There are no leaks, have replaced all high tension components ( rotor, dizzy cap, leads, coil and plugs) also oxygen sensor and coolant sensor.

The car is running like a dream and control computer says nothing is wrong but there must be something.

Have just discovered today there is no power getting to the fuel regulater solenoid valve and air regulator.

Could this be causing the problem and/or can there be anything else that someone out there knows about that is causing this COSTLY drama.

PS (It started quite suddenly. Everything was fine and then it wasn't.

Thanks to all


----------



## alexnds (Oct 1, 2005)

Hello to our Australian friend and welcome. The thing to check is PCV valve, as part of your tuneup. Around here, it's only a 3 dollar (US) component, and very inexpensive. 
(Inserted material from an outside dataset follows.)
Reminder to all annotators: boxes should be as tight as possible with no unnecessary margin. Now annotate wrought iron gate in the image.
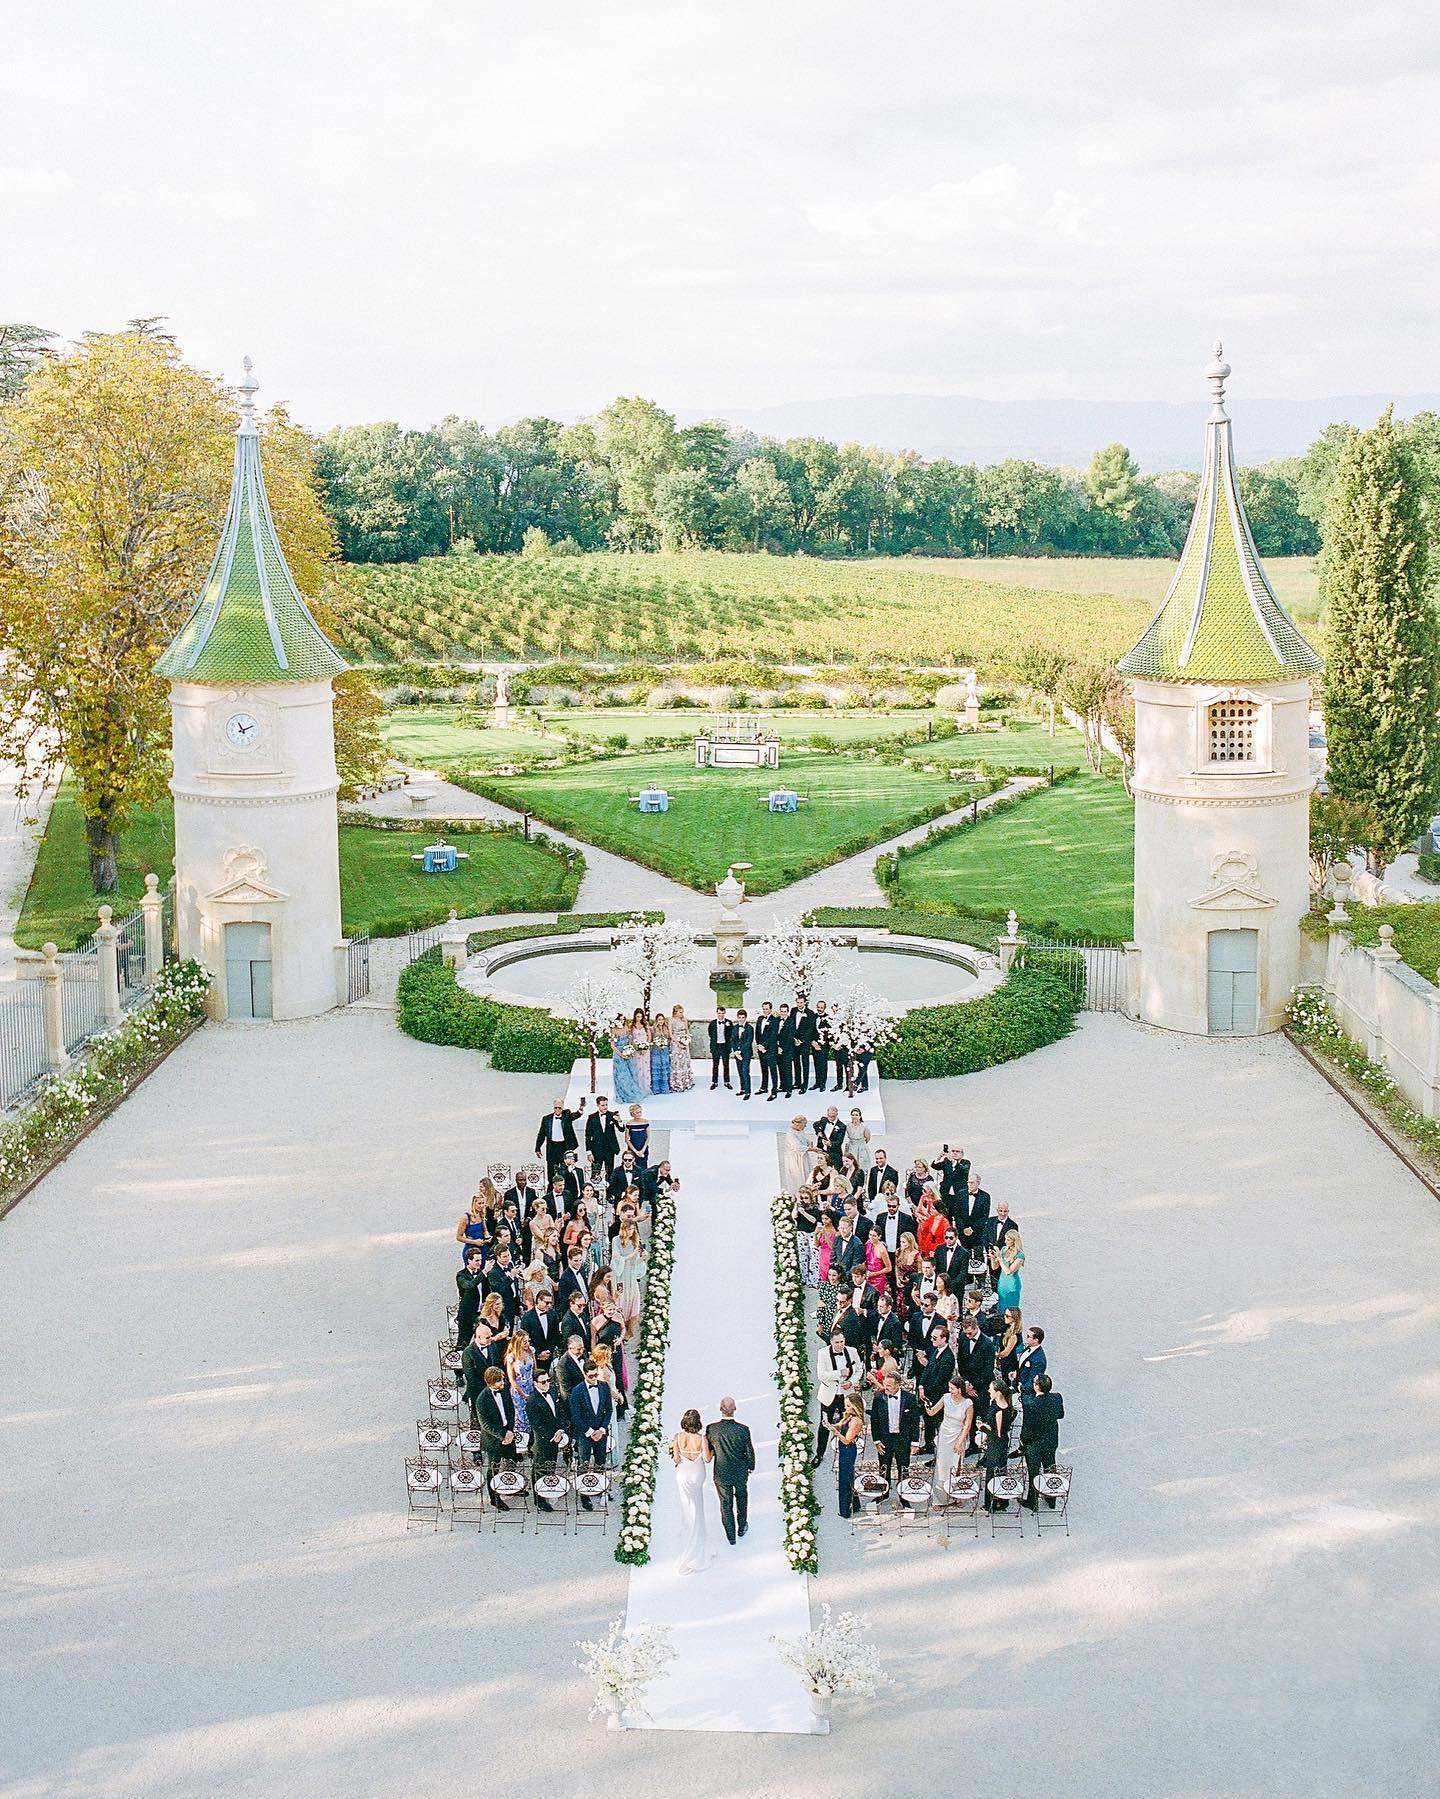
[347,932,371,1002]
Another thing to do is clean your throttle body, since it probably has carbon buildup due to age.

Here's procedure: 
Part I:http://www.motorvate.ca/mvp.php/517
Part II:http://www.motorvate.ca/mvp.php/518

let us know how it turns out. I also would run a fuel injection cleaner through the engine a couple of tankfulls, to improve fuel flow from the injectors.


----------



## Gullibear (May 24, 2006)

alexnds said:


> Hello to our Australian friend and welcome. The thing to check is PCV valve, as part of your tuneup. Around here, it's only a 3 dollar (US) component, and very inexpensive.
> 
> Another thing to do is clean your throttle body, since it probably has carbon buildup due to age.
> 
> ...



Thanks for the info. I'll give it a go. We probably have a different name for PCV Valve. Please explain which valve it is. Thanks


----------